Uh, that does not follow. Sometimes when the user's expectations are wrong, it's because their expectations are wrong, and we owe it to then to educate them. No one is spending large amounts of time and effort to figure out how to change the way gravity works because they "owe it" to people who think a heavier body falls faster than a lighter one.


Now, unifying ccaches and the KTC is not quite as impossible as changing the gravitational constant of the universe, but it is still hard. On some platforms, it might be within the realm of reason to make AFS use tickets directly out of the user's ccache instead of maintaining a separate KTC; on others, it would be flat-out impossible. Even where it is possible, it would be a major behavioral change for people who expect to be able to change one without the other.


Doing otherwise invites confusion, after all we're telling them we
use Kerberos aren't we?

I don't know what you're telling your users.
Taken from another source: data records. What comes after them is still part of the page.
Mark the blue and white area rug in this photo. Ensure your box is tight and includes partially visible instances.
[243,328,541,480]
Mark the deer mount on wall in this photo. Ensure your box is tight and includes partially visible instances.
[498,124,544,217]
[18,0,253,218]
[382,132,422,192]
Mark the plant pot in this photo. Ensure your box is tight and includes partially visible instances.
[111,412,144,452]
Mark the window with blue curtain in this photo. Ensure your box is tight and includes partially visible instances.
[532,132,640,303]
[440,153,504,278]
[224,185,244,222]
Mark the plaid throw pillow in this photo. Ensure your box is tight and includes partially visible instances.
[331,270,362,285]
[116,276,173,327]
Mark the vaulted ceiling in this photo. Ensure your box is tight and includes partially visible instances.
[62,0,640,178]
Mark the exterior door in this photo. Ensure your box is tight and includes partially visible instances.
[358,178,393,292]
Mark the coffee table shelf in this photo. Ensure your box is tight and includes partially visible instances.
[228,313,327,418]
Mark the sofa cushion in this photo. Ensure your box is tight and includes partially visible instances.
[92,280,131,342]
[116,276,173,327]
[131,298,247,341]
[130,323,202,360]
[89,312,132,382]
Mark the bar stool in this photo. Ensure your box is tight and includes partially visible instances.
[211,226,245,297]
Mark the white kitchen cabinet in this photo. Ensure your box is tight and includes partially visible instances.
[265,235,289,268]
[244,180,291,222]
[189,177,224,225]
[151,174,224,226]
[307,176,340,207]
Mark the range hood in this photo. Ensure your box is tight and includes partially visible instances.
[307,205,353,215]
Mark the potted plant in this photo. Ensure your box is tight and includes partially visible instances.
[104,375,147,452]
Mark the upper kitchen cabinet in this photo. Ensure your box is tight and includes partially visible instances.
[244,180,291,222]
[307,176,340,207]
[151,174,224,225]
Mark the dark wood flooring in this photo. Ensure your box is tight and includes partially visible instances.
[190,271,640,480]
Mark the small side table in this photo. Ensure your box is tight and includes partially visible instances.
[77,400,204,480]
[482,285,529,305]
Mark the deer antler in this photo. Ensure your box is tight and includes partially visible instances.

If you want to "fix" the problem by preventing the ccache from ever
showing an afs service ticket, that's at least better than letting
them be inconsistent.

No; that would be lying.



To clarify that last a bit more:  I think getting/destroying tokens
is a normal user operation that happens all the time.  Configuring
the AFS client is something that the user may never do at all (if he
gets a preconfigured installer for example).  They don't belong in
the same GUI.

That much I'll agree with.


OTOH getting/destroying Kerberos tickets probably
happens as often (maybe exactly as often) as you muck with tokens.

Well then, maybe those operations _do_ belong in the same GUI.
However, tickets and tokens are separate objects and should be displayed separately. The absense of one object (a token) should not result in the software hiding the existence of another object (a ticket).



Just to bring another issue into the discussion.  What about if we
use something besides Kerberos to get AFS tokens?

Then it turns out to be valuable not to inappropriately conflate Kerberos tickets and AFS tokens, doesn't it?